Crockpot Corn & Potato Chowder

Slow Cooker Corn and Potato Chowder

This corn and potato chowder is a cozy, hands-off meal that practically cooks itself. Using frozen diced hash browns eliminates peeling and chopping while giving the potatoes a consistent, tender texture. As it simmers, the potato starch naturally thickens the broth, creating a creamy, rich base that tastes indulgent despite its simple ingredients.


Ingredients

  • 3 cups frozen diced hash brown potatoes (about ½ bag)
  • 2 (15 oz) cans corn, drained
  • 4 cups chicken or vegetable broth
  • 1 (10½ oz) can condensed cream of chicken or celery soup
  • 1 cup shredded cheddar cheese

Instructions

Step 1: Prepare the Base
Place the frozen hash browns and drained corn in the slow cooker, spreading them evenly.

Step 2: Add Liquids
Pour in the broth and condensed soup, stirring gently to combine everything.

Step 3: Slow Cook
Cover and cook on Low for 6–8 hours or High for 3–4 hours.

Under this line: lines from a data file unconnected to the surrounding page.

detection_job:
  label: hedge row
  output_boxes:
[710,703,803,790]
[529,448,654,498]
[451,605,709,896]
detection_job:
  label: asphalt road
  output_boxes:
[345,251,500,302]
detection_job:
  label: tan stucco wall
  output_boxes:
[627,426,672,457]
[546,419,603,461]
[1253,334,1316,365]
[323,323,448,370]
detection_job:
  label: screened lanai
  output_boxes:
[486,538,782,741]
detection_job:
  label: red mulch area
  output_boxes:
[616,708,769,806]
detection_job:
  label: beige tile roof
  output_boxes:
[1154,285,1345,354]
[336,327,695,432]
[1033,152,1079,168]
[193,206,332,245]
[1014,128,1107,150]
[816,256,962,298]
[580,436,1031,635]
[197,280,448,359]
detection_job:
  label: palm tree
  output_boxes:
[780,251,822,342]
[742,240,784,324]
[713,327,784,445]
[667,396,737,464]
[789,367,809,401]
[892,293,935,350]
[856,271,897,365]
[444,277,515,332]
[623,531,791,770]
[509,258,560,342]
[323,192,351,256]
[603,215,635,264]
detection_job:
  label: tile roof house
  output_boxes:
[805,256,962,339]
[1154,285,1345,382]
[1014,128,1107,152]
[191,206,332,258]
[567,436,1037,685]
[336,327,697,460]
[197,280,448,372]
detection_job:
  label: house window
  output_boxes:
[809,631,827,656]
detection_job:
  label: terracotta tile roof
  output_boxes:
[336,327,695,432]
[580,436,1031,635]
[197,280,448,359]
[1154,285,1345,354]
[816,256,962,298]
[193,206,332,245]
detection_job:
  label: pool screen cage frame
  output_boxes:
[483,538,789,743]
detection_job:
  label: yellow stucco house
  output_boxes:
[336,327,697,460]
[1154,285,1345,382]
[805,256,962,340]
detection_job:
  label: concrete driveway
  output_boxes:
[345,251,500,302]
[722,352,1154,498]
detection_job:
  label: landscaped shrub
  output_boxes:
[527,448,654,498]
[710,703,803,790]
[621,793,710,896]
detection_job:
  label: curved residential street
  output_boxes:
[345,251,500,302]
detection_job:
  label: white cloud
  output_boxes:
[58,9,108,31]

The chowder is done when the potatoes are tender and the liquid has thickened into a creamy consistency.

Step 4: Incorporate the Cheese
About 15 minutes before serving, stir in the shredded cheddar. Cover to allow the cheese to melt completely, then stir until smooth and glossy.

Step 5: Taste and Serve
Adjust seasoning with salt and freshly cracked black pepper as desired. Serve warm in bowls, optionally topped with extra cheese or chopped green onions for garnish.